La lettre de Solthis de juin 2011

Publié le 27.06.2011 | par Patricia Fener

Les Drs Joanna Orne-Gliemann de l’Institut de Santé Publique et de Développement et Florence Huber de Solthis (Solidarité thérapeutique & initiatives contre le sida) signent un article dans la lettre Solthis de juin 2011, dans lequel elles montrent que le dépistage de l’infection à VIH au sein des couples est un moyen de limiter l’infection en Afrique subsaharienne.

Elles constatent qu’"en Afrique, la majorité des transmissions du VIH se fait au sein de couples stables. D’après les données des enquêtes démographiques et de santé du Rwanda (2001-2002) et de Zambie (2005), entre 60 et 90% des nouvelles infections hétérosexuelles auraient lieu au sein de couples mariés ou en cohabitation. De plus, une importante proportion d’hommes et de femmes vivent en couple sérodifférent, où seul un membre du couple est infecté par le VIH. De nombreuses personnes vivant avec le VIH ont un antécédent de veuvage (43% Ouganda, 54-61% Zimbabwe) et se remarient après le décès du conjoint."

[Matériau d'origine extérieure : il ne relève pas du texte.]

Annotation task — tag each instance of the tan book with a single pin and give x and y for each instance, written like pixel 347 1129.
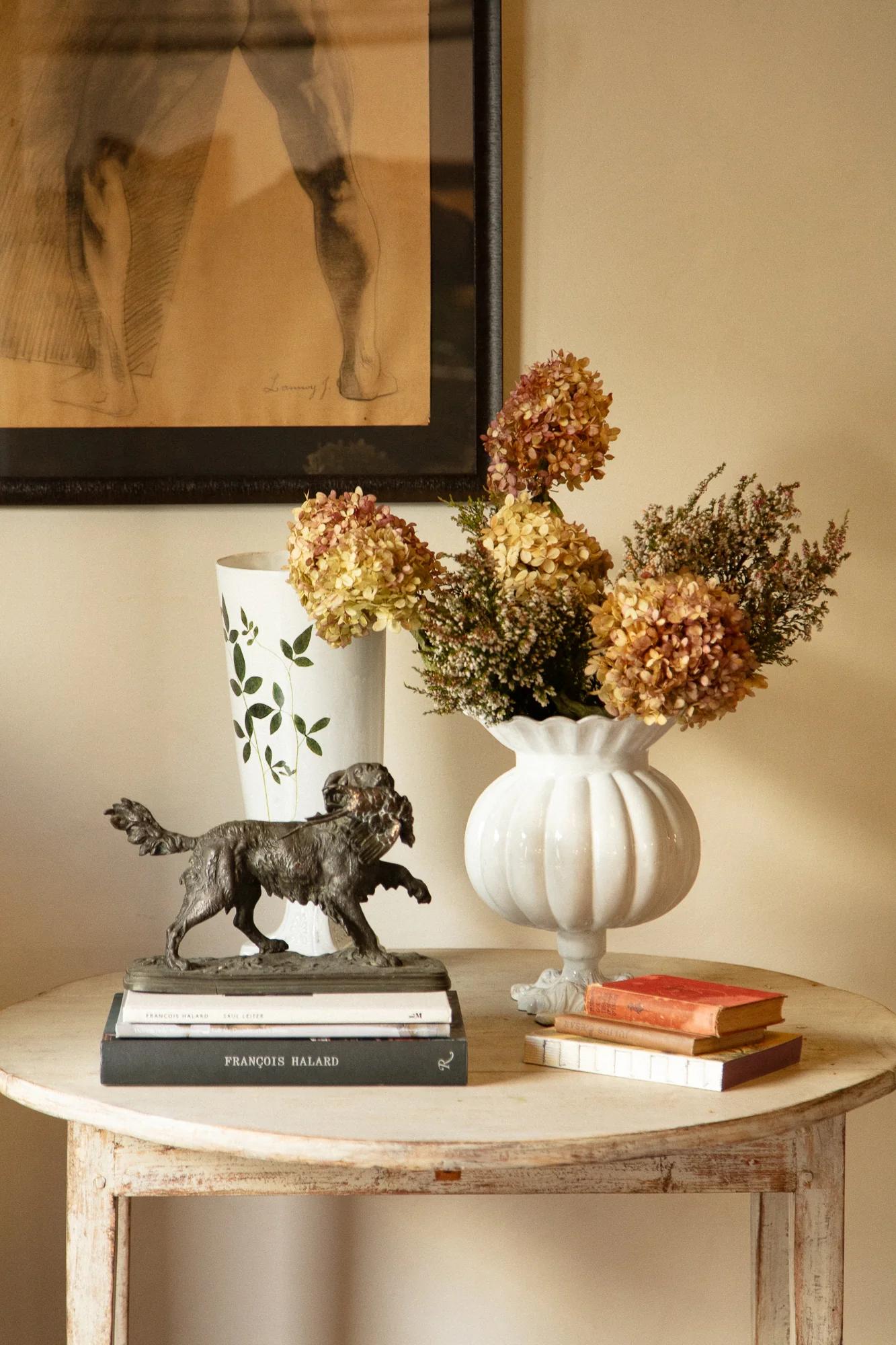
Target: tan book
pixel 653 1039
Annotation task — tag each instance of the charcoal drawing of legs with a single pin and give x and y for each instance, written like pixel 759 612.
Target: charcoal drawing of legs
pixel 296 63
pixel 142 68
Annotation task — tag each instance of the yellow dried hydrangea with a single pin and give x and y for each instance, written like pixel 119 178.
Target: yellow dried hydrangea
pixel 552 430
pixel 533 545
pixel 356 567
pixel 671 648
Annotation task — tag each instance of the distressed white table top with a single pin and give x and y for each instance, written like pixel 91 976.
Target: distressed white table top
pixel 509 1114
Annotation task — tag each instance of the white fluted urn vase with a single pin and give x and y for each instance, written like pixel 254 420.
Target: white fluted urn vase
pixel 581 836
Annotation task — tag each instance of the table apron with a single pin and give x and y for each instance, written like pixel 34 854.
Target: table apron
pixel 136 1168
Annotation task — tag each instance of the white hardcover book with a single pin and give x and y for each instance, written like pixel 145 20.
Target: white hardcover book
pixel 377 1007
pixel 710 1073
pixel 287 1031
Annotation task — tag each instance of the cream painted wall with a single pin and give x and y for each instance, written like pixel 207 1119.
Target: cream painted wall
pixel 700 197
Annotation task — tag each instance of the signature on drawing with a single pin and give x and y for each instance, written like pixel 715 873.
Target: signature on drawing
pixel 314 392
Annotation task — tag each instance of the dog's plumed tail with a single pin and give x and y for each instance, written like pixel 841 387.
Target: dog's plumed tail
pixel 142 829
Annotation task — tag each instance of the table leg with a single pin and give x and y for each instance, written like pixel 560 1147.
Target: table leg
pixel 818 1234
pixel 92 1239
pixel 770 1219
pixel 123 1269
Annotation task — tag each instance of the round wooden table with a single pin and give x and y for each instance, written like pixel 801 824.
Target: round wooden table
pixel 514 1129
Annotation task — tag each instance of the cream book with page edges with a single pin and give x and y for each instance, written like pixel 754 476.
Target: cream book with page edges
pixel 372 1007
pixel 715 1074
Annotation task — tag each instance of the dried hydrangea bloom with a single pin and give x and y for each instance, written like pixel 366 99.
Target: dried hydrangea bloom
pixel 356 567
pixel 552 430
pixel 671 648
pixel 530 544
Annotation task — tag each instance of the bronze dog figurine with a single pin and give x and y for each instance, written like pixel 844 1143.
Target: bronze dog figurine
pixel 334 860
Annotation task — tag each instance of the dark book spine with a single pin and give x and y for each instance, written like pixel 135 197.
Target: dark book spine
pixel 411 1062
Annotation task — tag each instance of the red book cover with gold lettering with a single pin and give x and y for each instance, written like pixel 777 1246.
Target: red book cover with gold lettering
pixel 701 1008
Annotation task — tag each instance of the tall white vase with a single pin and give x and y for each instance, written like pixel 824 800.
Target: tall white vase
pixel 580 837
pixel 300 708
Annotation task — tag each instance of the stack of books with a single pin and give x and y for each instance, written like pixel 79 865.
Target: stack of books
pixel 671 1031
pixel 322 1038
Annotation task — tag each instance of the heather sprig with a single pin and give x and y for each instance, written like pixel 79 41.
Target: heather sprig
pixel 747 541
pixel 493 656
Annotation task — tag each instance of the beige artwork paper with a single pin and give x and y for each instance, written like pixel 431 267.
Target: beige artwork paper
pixel 253 228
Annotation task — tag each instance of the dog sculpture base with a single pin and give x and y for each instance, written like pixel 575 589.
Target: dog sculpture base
pixel 286 974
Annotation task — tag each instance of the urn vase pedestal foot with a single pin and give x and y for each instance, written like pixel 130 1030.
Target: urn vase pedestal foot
pixel 564 992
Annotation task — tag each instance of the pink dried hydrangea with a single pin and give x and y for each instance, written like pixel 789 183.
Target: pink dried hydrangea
pixel 671 648
pixel 532 544
pixel 551 431
pixel 357 567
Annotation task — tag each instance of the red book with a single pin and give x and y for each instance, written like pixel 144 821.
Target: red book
pixel 700 1008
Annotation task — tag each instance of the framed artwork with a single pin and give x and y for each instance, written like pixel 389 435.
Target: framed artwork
pixel 248 248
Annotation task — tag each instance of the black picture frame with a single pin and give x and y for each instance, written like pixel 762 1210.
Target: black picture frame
pixel 37 465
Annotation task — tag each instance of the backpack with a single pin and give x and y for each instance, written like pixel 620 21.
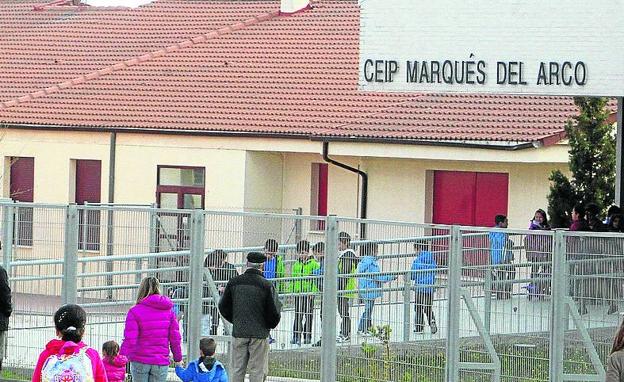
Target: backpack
pixel 74 367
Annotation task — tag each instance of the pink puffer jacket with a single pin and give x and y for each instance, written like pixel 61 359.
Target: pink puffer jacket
pixel 151 330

Elles concluent que "Certes, il est possible que le conseil de couple ne soit pas souhaitable dans tous les contextes conjugaux, et comporte en particulier des risques lorsque c’est la femme qui est infectée par le VIH. Néanmoins, l’ensemble des données disponibles dans la littérature et les expériences pilotes conduites à ce jour semblent suggérer qu’il y a nettement plus d’avantages que d’inconvénients à encourager l’implication des hommes dans la prévention de la transmission mère-enfants (PTME) et les approches de conseil/dépistage de couple, que ce soit pour la femme ou pour l’homme lui-même."